Las reformas a la Ley Agraria eliminaron el tabú sobre el ejido al suprimir los candados de no enajenable e inalienable que regían la propiedad ejidal, suprimió la potestad del ejido como propietario de la tierra donde el ejidatario sólo era un posesionario y usufructuario de ella, para permitir la apropiación individual de las parcelas agrícolas facilitando su enajenación entre los ejidatarios, pero también con personas externas al ejido. Se trató también de estimular, a la par del mercado de aguas, la formación de mercados de tierra, posibilitando un tráfico de éstas al interior de los ejidos donde algunos ejidatarios se fueron apropiando de tierras de otros que las enajenaban, pero también ese tráfico involucró a actores externos que tenían mayor capacidad económica para adquirirlos.

Esta situación fue favorecida por las restricciones que aplica, dos años antes a las reformas legislativas, el Gobierno federal en la política crediticia rural, la cual ante el barril sin fondo que le representaba la banca rural oficial, en particular el Banco Nacional de Crédito Rural, limita los créditos a los campesinos, quienes se quedan sin capacidad económica para continuar cultivando sus tierras o dejar sus explotaciones ganaderas, viéndose obligados a enajenar sus tierras y derechos de agua.

El tráfico de tierras y aguas fue facilitado por la laxitud en la legislación sucede en la última década del siglo pasado, de modo tal que cambia la estructura social agraria en aquellas regiones de México donde la agricultura se basa en el riego, convirtiendo a la mayor parte de los ejidatarios en jornaleros y a los medianos productores agropecuarios en grandes productores asociados en corporativos empresariales agroindustriales y agrocomerciales, quienes adicionan a su predios privados las tierras ejidales enajenadas por los campesinos y los derechos de agua superficial y subterránea; ocurre una fuerte concentración y monopolio de estos recursos

La Laguna es un caso representativo de estos cambios y fue con base a ellos que se expande la cuenca lechera al duplicarse la superficie de forrajes y el hato lechero en las explotaciones o ranchos privados.

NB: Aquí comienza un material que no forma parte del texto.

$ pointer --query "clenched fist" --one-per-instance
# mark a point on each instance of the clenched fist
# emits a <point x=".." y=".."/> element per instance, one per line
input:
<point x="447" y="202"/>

El nuevo monopolio sobre estos recursos, la tierra y el agua, se convierte en una forma velada de privatización sobre ellos, ya que si bien el agua sigue siendo un bien público el manejo de las concesiones y los volúmenes de agua son prácticamente privados, y es esta privatización la que le confiere un poder económico fáctico a la élite empresarial que los concentró, un poder por encima del que tienen las instituciones oficiales como se observa en su oposición a que les regulen las extracciones de agua del subsuelo.

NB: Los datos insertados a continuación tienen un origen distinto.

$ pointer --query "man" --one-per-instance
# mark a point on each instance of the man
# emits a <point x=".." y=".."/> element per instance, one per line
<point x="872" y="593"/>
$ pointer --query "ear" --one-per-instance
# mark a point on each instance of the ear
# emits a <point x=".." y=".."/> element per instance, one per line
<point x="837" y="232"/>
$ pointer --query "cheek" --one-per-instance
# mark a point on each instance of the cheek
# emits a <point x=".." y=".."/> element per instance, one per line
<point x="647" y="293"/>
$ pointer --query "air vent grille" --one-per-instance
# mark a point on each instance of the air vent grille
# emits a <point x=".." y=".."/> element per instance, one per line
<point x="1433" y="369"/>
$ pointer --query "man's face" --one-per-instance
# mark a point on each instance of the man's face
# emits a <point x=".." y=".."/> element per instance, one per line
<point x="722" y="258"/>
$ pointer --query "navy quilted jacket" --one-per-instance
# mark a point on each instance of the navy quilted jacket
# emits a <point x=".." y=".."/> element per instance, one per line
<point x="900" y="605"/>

De esa forma, el gobierno del agua basado en la centralización pública de su gestión se transita a un gobierno del agua que transfiere esa centralización al poder privado. Los intereses creados por éste último, al no actuar con responsabilidad como sucede con la sobreexplotación de acuíferos, se han convertido en un factor que dificulta la gestión sustentable de los recursos hídricos, y esta es una de las razones centrales por las que debe modificarse el modelo actual por otro que incluya nuevos actores que hagan contrapeso en el manejo de estos bienes comunes, un nuevo gobierno del agua ciudadanizado.